In political terms the two states have similar characteristics, authoritarian regimes, without freedoms and oppressive for women, but the focus of their economic investments is different.

The Government of Saudi Arabia has defined a trajectory that unsettles Western governments. In the field of telecommunications, the crown prince's penchant for espionage is widely documented. From tapping phones, the illegal control of tens of thousands of Twitter accounts, now X, to control political opponents and rival family clans or the failure of an Amazon investment in the country due to the eagerness of the heir to access data stored in the company's IT systems.

"Naturgy needed a definition of its strategy that its current shareholder composition made impossible", emphasizes a well-known expert in the energy sector to contextualize the movement of Criteria that is stirring the cocktail and which will predictably lead to the new alliance between the Catalan holding and Taqa, the Abu Dhabi company, to control the company.

The objective of Criteria, the investment arm of La Caixa, in this operation is to put an end to the uncertainty about the continuity of Naturgy's shareholders and to replace the capital funds, which hold 55% of its shares.

These equity funds, by their very nature, short tenures and pursuit of quick financial returns, are interested in the collection of dividends and especially in the rise in the share price to obtain abundant capital gains at the time of the his safe exit from the company. Much less in long-term industrial policies.

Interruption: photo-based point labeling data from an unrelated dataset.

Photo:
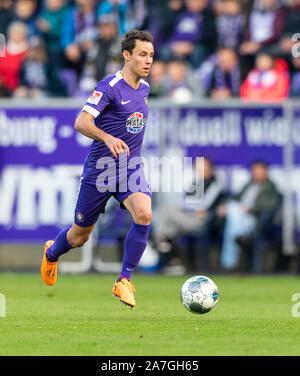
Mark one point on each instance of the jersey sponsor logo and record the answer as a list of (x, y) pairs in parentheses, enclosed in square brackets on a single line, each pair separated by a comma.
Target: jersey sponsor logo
[(136, 122), (125, 102), (95, 97)]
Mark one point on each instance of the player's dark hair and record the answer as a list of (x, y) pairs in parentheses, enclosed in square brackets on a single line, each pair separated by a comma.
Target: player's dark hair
[(129, 41)]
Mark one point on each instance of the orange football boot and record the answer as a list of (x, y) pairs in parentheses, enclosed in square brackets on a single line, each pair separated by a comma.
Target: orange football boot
[(125, 291), (48, 269)]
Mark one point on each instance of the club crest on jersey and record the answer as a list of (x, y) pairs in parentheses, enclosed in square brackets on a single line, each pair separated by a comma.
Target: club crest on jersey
[(95, 97), (136, 122)]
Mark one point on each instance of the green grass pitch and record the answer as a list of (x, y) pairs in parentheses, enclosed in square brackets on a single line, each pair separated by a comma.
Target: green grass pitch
[(79, 316)]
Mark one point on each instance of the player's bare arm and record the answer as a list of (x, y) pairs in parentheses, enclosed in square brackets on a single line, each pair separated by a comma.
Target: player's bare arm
[(85, 125)]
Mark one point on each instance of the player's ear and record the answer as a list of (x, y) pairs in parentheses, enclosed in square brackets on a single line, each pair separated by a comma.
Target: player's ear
[(126, 55)]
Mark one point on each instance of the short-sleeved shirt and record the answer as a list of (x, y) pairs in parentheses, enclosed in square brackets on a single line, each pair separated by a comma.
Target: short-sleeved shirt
[(121, 111)]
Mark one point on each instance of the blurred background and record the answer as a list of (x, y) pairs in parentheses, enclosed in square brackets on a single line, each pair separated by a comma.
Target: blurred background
[(225, 86)]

A philosophy radically different from that of a stable investor with an indefinite perspective like Criteria, which has been present in the capital of Naturgy - and its predecessors: Gas Natural and Catalana de Gas - for more than forty years.

And at the time of looking for relief partners for the gas company, in the current economic and geopolitical circumstances it has seemed almost impossible to find a Spanish partner, nor a European one, who at the same time provides industrial knowledge and direct access to energy sources. The green agenda of decarbonisation and the relative decline of the gas business (in the most developed markets part of its consumption tends to be partially replaced by renewable energy), are alienating long-term investors.

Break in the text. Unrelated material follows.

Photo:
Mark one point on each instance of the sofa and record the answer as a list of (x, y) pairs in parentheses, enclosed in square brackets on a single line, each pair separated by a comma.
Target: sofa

From a geostrategic perspective, the traditional umbrella of the US, which ensured a regular supply of energy raw materials in exchange for European economic contribution to sustaining its global war machine, is cracking, and Europe is looking for direct supply agreements.

In this same area of ​​agreements with the states that own the resources, Naturgy has ceased to be the first customer of Algeria, the first seller of natural gas in Spain, overtaken by Italy and soon by Germany, and Naturgy's minority partner.

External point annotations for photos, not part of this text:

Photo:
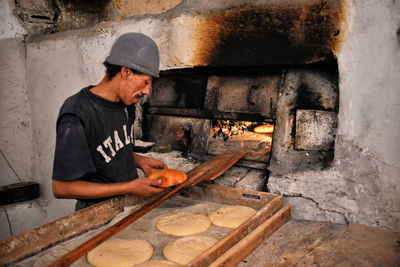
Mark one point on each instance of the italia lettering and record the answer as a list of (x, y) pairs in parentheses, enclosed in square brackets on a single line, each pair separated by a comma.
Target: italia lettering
[(112, 144)]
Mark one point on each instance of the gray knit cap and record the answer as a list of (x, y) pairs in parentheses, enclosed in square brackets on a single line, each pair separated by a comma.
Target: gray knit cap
[(136, 51)]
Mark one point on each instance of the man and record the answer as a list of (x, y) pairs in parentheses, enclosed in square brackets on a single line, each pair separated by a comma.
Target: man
[(94, 157)]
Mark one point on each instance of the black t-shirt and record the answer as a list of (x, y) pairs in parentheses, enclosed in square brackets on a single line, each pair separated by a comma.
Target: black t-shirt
[(94, 141)]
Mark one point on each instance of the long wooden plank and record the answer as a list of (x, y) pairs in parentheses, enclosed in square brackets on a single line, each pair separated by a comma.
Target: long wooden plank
[(240, 232), (208, 170), (243, 248)]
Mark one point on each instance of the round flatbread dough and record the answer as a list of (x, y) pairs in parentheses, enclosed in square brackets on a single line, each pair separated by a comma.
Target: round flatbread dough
[(158, 263), (183, 224), (231, 216), (186, 249), (120, 252)]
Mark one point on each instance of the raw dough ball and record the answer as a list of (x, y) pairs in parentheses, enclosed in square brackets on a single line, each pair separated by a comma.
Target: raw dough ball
[(120, 252), (183, 224), (185, 249), (231, 216), (169, 177), (157, 263)]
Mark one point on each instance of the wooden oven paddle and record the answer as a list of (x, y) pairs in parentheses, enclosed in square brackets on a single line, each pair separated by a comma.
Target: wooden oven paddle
[(208, 170)]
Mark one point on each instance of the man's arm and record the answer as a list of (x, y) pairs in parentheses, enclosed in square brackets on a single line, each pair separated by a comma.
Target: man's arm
[(87, 190), (148, 165)]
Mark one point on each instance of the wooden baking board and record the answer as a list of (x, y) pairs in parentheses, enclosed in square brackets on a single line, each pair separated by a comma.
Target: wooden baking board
[(201, 199)]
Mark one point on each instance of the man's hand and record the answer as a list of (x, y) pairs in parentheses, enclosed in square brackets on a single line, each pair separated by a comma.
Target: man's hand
[(148, 165)]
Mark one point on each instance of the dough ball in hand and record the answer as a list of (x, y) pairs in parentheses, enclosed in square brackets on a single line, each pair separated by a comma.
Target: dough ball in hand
[(169, 177)]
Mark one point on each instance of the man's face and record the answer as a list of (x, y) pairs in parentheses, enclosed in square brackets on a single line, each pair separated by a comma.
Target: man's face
[(133, 86)]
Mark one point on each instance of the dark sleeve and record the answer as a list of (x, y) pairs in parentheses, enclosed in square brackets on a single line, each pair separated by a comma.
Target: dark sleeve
[(72, 158)]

Despite the speculation about the possible adverse reaction of the Algerian Government to an agreement between Naturgy and an Abu Dhabi company, sources in the sector emphasize that the emirate has always had good relations with the North African country and remember that until and all were partners in the Medgaz gas pipeline. Also, sources of the negotiations have assured that during the negotiations the Minister of Foreign Affairs, José Manu-el Albares, was consulted in order to make sure that the operation did not collide with foreign interests spanish

This explains the approach of Criteria to Taqa, managing energy businesses linked to water and electricity and with the indirect financial muscle of the resources of the emirate of Abu Dhabi, which it controls mostly through the Abu Dhabi Developmental Holding Company (ADQ) ique has huge gas reserves that it wants to place on the world market.